All over the world, indigenous and non-indigenous languages face extinction. The Iroquoain language, Oneida, which finds a number of its speakers in New York, the Jewish language, Yiddish, as well as Sicilian, and Belarusian are all in danger.
The province of British Columbia in Canada is unique in that it is home to 60% of the country’s indigenous languages. Unfortunately, only about 4% of the indigenous people in British Columbia are fluent in their native languages, and most of those who are fluent are elderly. All of the languages face threats to their vitality.
In order to prevent the extinction of these languages, the First Peoples’ Cultural Council (FPCC), joined with the communities they advocate for, built a language revitalization platform called FirstVoices.

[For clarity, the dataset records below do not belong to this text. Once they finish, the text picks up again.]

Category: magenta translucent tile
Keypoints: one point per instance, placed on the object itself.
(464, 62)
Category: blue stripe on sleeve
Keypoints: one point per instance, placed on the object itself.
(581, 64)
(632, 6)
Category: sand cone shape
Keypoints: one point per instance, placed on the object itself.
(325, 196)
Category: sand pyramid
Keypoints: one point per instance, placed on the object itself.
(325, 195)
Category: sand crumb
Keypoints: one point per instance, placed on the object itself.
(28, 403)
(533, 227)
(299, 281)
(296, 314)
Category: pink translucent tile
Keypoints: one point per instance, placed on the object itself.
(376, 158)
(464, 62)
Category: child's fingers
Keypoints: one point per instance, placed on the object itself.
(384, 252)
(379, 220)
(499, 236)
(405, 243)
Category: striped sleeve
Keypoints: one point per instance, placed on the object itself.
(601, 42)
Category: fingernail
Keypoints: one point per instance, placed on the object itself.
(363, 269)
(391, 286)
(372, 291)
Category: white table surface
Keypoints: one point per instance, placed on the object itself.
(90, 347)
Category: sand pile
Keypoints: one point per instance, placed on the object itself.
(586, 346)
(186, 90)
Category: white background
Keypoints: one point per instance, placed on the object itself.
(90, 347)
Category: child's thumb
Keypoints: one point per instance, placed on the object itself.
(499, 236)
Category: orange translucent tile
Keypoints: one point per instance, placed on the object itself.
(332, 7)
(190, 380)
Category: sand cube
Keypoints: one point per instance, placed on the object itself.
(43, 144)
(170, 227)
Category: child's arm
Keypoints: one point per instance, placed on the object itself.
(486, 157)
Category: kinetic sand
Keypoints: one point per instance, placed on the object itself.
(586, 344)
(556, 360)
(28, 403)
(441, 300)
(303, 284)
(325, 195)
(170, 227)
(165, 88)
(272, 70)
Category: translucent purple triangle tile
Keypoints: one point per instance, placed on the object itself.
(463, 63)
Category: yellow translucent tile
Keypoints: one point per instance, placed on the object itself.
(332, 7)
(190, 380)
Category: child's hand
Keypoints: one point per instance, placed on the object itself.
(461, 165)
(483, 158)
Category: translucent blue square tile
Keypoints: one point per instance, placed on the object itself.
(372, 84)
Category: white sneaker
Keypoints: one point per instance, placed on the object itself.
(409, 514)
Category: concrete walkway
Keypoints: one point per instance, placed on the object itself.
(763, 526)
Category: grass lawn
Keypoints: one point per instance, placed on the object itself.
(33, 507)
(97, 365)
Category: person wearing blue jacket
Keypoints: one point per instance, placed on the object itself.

FirstVoices was developed to allow language revitalization champions to document their indigenous languages online and allow community members to access the information. It’s built on top of Nuxeo’s open source cloud-native content services platform and houses 38 dialects of 28 language groups on this single integrated platform.
All of the data is collected by community language champions, elders, and linguists, who are paid by FPCC-raised grants, and then it is housed in Canada on an Azure cloud.
“We’re spending our money in the communities, instead of giving thousands of dollars to developers,” says Tracey Herbert, CEO of the First Peoples’ Cultural Council. “I really think collaboration is key to language revitalization, sharing information, ideas.”
The FirstVoices’ web-based platform, which is responsive on mobile devices, stores around 400,000 JSON objects. Those objects include words, phrases, songs, stories, audio recordings, pictures, and videos.
“The audio recordings are all elders, people speaking their language the way it should be spoken,” says Daniel Yona, development manager for FPCC.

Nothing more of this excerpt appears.